Gibbs led the Washington Redskins during their glory years of 1981-1992 and while he didn’t match Belichick in terms of sheer volume, the Redskin coach still won three Super Bowls and went to a fourth. Gibbs’ signature achievement is that, alone among other great coaches, he never had stability at the quarterback position for an extended period of time. Gibbs won his championships (1982, 1987, 1991) with three different quarterbacks. And really, it’s four, when you consider that there was a QB controversy for all of 1987.
But it’s not just the quarterback spot that was in flux. He won with different running backs, with John Riggins leading the way at the start of the dynasty and an Earnest Byner/Ricky Ervins combo at the end of it, with George Rogers in between. And for good measure, little-known Timmy Smith set a Super Bowl rushing record in 1987.
Even the offensive line, perhaps what this era of Washington Redskins history, is most remembered for, went through changes. “The Hogs”, of NFL lore, were not the same five players throughout the glory years. Jeff Bostic, Joe Jacoby and Russ Grimm were steady, but other regular starters ranged from Raleigh McKenzie to Ed Simmons to Mark May to Mark Schlereth to Jim Lachey. No matter what the position, Gibbs kept turning personnel over and kept winning.
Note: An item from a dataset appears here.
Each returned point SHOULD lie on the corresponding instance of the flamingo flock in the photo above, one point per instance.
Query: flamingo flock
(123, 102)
Finally, Gibbs had never had the advantage of coaching in a bad division, something Belichick has enjoyed most of his career. Gibbs’ rivals were Tom Landry’s Cowboys at the beginning of his career, Bill Parcells’ Giants for much of the latter part of the 1980s, with Buddy Ryan’s Eagles mixed in. When those Redskin teams played a divisional game, there weren’t a lot of Ryan Tannehill’s or E.J. Manuel’s or Mark Sanchez’s dotting the schedule.
The case for Walsh is a little different. Like Belichick, the San Francisco 49er legend found a Hall of Fame quarterback in the middle of the draft, getting Joe Montana in the third round. Walsh won three Super Bowls with Montana (1981, 1984, 1988) before passing the reins to defensive coordinator George Seifert who won one more with Montana in 1989, and another with Steve Young–whom Walsh had acquired–in 1994.
What happened with San Francisco after Walsh retired underscores his greatness. He ran the entire football operation and built a legacy that would endure after his retirement. Furthermore, he changed the way offensive football was played, introducing the West Coast offense. Today, every NFL team uses some form of the system’s basic concepts.
Walsh shifted away from the power-run/throw-deep to a constant use of short passing. And he did without going to the extremes of later versions, such as the run-and-shoot, a four-receiver set that compromised a team’s ability to run the ball when it really it needed to.
The Walsh coaching tree is legendary, spawning countless new head coaches into the NFL stream that changed football forever. Walsh is certainly the most impactful NFL person of my lifetime, and he’s probably the most important historical figure in the league since its founders.
Bill Belichick is a brilliant mind, who has dealt with a salary cap and kept rotating supporting casts around to Tom Brady for fourteen years now. He’s shown amazing creativity in his use of personnel and his willingness to be flexible and adapt to his talent, rather than making the talent adapt to him. It’s why he’s extremely high on any credible list of all-time coaching greats.
But he has to rank behind Gibbs and Walsh. Gibbs never had the anchor of a Tom Brady-type to stabilize the retooling. Walsh went beyond creativity and into a true football revolutionary. Any discussion of Belichick’s rank has to begin at the #3 spot.
Is Gibbs or Walsh #1? I think it depends on how you phrase the question. If you want the coach who simply got the most out of his talent year-in, year-out, then I think Gibbs is the best ever, and it’s really not all that close.
If you want someone who went beyond coaching and into the complete oversight and changing of the game then Walsh is #1, and that really isn’t all that close.
When Gibbs left, the Redskins couldn’t survive without him. When Walsh left, the 49er machine churned on, but with his handpicked talent on the sidelines and on the field. That underscores the difference in their greatness in a nutshell.
Either way, these two men, Joe Gibbs and Bill Walsh, are a cut above everyone else in the modern era of NFL head coaches.